Problem Set 12

1 Alien Linguistics and Compression

It is the future and humans and aliens are beginning to coexist. Aliens have a different language than ours, their language uses only 3 characters. Although they are written differently, let’s represent those characters as $\Sigma = \{a, b, c\}$

Let $n \in \mathbb{N}$ be any natural number. $\Sigma^n$ denotes the set of all length $n$ strings over $\Sigma$.

Note that $\Sigma^0 = \{\epsilon\}$

Let $\Sigma^{\leq n} = \Sigma^0 \cup \Sigma^1 \cup ... \cup \Sigma^n$ be the set of all sequence of characters with length at most $n$.

1.1

What is $|\Sigma^{n}|$? No explanation necessary.

Solution

$3^n$

1.2

Prove by induction $|\Sigma^{\leq n}| = \frac{3^{n+1} - 1}{2}$.

Solution

By induction.

Base case. $\Sigma^{\leq n} = \{\epsilon\}$, which has size $1 = (3^{1} - 1) / 2$

Inductive step. Let $k \in \mathbb{N}$ be any natural number and and assume $|\Sigma^{\leq k}| = \frac{3^{k+1} - 1}{2}$. Then

$\Sigma^{\leq k+1} = \Sigma^{\leq k} \cup \Sigma^{k+1}$

Note that $\Sigma^{\leq k}$ and $\Sigma^{k+1}$ do not share any elements, so

\[ \begin{aligned} |\Sigma^{\leq k+1}| & = |\Sigma^{\leq k}| + |\Sigma^{k+1}| \\ & = \frac{3^{k+1} - 1}{2} + |\Sigma^{k+1}| & \text{(IH)} \\ & = \frac{3^{k+1} - 1}{2} + 3^{k+1} & \text{(part a.)} \\ & = \frac{3^{k+2} - 1}{2} \end{aligned} \]

as required.

1.3

A compression algorithm on length $n$ strings is a function $C$ that compresses all strings of length exactly $n$ into strictly shorter strings.

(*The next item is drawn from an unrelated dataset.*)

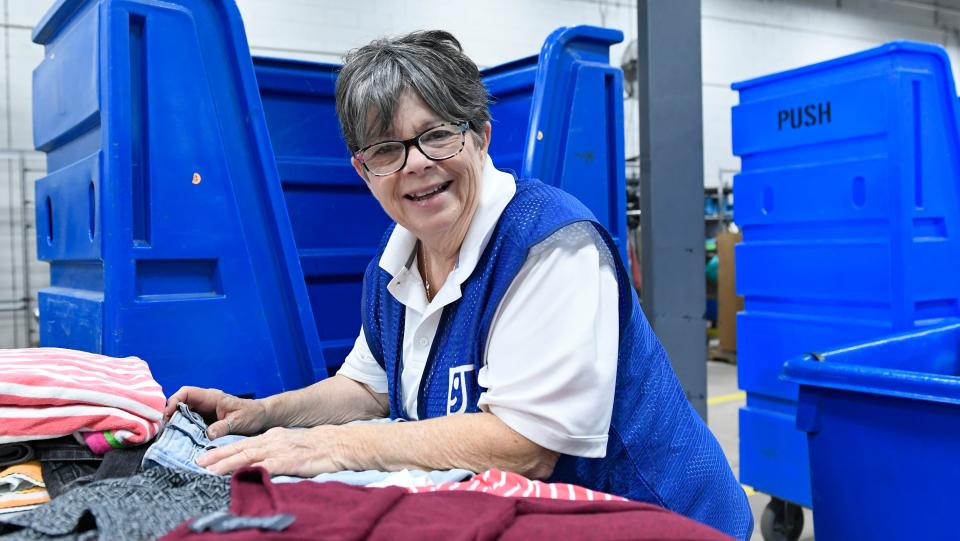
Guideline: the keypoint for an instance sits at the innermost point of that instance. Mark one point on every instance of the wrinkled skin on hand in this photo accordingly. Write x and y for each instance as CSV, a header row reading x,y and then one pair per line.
x,y
281,451
227,414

Let $C$ be a compression function. What is the domain and codomain of $C$?

Solution

The domain is $\Sigma^n$. The codomain is $\Sigma^{\leq n-1}$.

1.4

A compression algorithm $C$ is lossless if for any string $x$, it is possible to fully recover $x$ from $C(x)$.

Let $A$, $B$ be the domain and codomain you found in the previous question.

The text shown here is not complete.